The 30-Day Marketing Sprint for New SaaS Launches

You built the product. Now what? Most indie founders ship their SaaS and then stare at an empty analytics dashboard wondering where the users are. Marketing does not have to be complicated, but it does have to be intentional. Here is a week-by-week sprint to get your first real traction.

Week 1: Foundation (Do Not Skip This)

Before you tell anyone about your product, get these things right. Write a clear one-sentence description of what your product does and who it is for. Not a tagline -- a plain sentence. "I built a scheduling tool for freelance consultants that syncs with Google Calendar and sends automatic reminders."

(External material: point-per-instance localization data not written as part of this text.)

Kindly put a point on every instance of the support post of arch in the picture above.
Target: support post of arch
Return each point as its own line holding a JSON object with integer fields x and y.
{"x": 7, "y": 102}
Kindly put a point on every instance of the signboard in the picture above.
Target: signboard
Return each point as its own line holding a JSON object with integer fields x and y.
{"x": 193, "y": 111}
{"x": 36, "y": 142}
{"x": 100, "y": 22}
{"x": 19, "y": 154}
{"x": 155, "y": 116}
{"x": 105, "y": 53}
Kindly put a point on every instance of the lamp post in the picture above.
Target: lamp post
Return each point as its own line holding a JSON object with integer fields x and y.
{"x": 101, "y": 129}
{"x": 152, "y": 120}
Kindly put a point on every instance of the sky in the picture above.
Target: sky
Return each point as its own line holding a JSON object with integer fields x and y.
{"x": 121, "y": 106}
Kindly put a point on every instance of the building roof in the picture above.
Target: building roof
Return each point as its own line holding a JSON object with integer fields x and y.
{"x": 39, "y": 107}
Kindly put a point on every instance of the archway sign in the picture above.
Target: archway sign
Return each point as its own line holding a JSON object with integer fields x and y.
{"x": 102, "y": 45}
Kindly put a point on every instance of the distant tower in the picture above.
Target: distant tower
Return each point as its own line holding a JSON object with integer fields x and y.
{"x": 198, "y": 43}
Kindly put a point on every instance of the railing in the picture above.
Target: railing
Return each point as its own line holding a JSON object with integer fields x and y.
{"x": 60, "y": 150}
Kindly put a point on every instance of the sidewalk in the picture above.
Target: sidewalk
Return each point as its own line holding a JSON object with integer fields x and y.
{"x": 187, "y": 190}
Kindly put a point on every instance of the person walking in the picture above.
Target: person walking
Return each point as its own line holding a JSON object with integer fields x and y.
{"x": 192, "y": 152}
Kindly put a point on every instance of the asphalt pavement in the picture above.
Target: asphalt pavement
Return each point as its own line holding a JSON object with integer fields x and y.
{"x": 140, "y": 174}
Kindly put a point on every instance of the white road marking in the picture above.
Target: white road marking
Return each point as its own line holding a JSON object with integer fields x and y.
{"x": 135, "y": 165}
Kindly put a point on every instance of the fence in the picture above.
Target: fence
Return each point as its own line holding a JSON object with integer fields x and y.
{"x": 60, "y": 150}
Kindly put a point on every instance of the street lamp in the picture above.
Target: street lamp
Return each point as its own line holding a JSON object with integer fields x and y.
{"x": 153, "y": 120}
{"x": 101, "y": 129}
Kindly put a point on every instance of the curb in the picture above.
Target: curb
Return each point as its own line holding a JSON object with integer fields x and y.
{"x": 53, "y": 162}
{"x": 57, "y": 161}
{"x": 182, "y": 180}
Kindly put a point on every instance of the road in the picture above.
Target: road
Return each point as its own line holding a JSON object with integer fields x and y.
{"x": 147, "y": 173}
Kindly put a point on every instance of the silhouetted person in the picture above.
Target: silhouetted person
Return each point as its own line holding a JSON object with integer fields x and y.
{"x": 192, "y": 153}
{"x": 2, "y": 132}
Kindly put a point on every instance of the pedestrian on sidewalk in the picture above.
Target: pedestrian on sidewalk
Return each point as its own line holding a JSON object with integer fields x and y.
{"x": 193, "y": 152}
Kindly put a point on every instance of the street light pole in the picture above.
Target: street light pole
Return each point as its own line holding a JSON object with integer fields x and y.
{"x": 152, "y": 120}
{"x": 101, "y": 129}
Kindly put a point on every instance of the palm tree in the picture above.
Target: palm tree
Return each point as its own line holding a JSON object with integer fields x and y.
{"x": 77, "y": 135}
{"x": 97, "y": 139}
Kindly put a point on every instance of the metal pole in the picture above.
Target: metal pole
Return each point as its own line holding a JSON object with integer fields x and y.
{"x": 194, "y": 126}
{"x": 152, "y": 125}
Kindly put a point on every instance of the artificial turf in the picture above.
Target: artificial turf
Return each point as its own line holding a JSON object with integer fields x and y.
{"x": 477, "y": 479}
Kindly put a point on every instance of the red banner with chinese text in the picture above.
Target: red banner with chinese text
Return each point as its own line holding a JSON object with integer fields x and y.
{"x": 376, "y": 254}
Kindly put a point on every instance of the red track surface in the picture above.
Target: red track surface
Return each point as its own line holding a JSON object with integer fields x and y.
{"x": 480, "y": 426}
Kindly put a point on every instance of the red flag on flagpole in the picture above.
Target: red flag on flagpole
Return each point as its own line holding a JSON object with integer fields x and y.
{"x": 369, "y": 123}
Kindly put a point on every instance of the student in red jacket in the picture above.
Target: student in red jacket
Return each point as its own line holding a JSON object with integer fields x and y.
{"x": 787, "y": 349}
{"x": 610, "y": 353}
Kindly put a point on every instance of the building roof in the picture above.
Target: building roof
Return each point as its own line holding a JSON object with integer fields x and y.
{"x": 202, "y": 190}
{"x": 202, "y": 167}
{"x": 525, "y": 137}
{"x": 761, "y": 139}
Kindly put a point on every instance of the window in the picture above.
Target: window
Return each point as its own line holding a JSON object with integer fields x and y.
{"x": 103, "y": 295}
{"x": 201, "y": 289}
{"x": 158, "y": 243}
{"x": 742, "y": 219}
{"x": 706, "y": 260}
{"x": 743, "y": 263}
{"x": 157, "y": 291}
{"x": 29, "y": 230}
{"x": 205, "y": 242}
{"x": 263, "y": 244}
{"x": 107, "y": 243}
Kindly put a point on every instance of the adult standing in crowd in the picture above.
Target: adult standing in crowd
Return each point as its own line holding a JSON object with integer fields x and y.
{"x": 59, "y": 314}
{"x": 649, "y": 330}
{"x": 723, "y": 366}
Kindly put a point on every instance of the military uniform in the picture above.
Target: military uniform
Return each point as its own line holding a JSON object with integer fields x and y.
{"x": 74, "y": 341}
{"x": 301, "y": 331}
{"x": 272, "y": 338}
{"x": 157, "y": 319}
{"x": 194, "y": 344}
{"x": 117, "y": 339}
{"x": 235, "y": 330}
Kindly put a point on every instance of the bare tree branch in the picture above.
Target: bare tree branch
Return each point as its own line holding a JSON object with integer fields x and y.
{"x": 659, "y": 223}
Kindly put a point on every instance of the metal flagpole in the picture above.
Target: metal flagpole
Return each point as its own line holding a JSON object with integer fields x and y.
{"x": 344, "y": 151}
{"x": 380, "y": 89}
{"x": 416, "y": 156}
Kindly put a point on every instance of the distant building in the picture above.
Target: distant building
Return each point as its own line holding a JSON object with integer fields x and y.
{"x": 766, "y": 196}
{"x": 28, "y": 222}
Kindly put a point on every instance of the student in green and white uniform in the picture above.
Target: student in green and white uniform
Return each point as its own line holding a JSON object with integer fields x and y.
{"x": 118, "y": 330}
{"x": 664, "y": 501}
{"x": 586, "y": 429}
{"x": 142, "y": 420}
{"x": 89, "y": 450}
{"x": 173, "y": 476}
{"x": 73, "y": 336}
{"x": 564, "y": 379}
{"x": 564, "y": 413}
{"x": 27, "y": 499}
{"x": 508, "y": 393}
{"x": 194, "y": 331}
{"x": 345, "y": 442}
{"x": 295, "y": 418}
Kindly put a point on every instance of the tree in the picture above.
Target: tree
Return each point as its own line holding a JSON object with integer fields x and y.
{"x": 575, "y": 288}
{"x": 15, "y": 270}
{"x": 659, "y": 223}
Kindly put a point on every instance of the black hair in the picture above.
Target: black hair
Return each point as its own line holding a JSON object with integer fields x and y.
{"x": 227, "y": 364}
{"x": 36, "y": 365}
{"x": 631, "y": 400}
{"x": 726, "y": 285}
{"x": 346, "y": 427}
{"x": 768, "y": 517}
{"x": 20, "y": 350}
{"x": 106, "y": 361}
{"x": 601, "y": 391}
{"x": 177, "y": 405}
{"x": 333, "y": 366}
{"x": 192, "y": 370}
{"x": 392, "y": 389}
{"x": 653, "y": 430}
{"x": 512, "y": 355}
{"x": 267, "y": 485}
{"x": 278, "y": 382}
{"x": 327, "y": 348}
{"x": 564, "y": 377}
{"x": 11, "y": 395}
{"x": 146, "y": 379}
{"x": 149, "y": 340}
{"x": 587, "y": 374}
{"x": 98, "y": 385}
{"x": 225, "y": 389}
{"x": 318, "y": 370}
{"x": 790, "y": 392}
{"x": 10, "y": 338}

Set up a landing page that communicates this clearly. One hero section, one feature overview, one pricing section, one call to action. That is it. Add a way to track signups -- even a simple Google Analytics setup or PostHog. Record a 60-second demo video. It does not need to be polished. Loom is fine.

This foundation work takes three to four days. Everything that follows depends on it being solid.

Week 2: Warm Outreach and Communities

Your first users will not come from ads or SEO. They will come from direct conversations. Make a list of 50 people who might need your product. Past colleagues, people from online communities, friends of friends. Send each one a personal message. Not a pitch. A genuine message: "I built this thing, I think it might help with [specific problem you know they have], would you take a look?"

At the same time, find five online communities where your target users hang out. Reddit subreddits, Slack groups, Discord servers, Facebook groups, niche forums. Do not spam your link. Answer questions, be helpful, and mention your product when it is genuinely relevant. This is slow but it builds the kind of credibility that leads to organic growth.

Week 3: Launch Platforms and Content

Submit to Product Hunt, BetaList, and any niche directories relevant to your space. Write two to three short blog posts or Twitter threads about the problem your product solves. Not about your product -- about the problem. "Why freelance consultants lose 3 hours a week to scheduling back-and-forth" is more interesting than "Introducing ScheduleThing."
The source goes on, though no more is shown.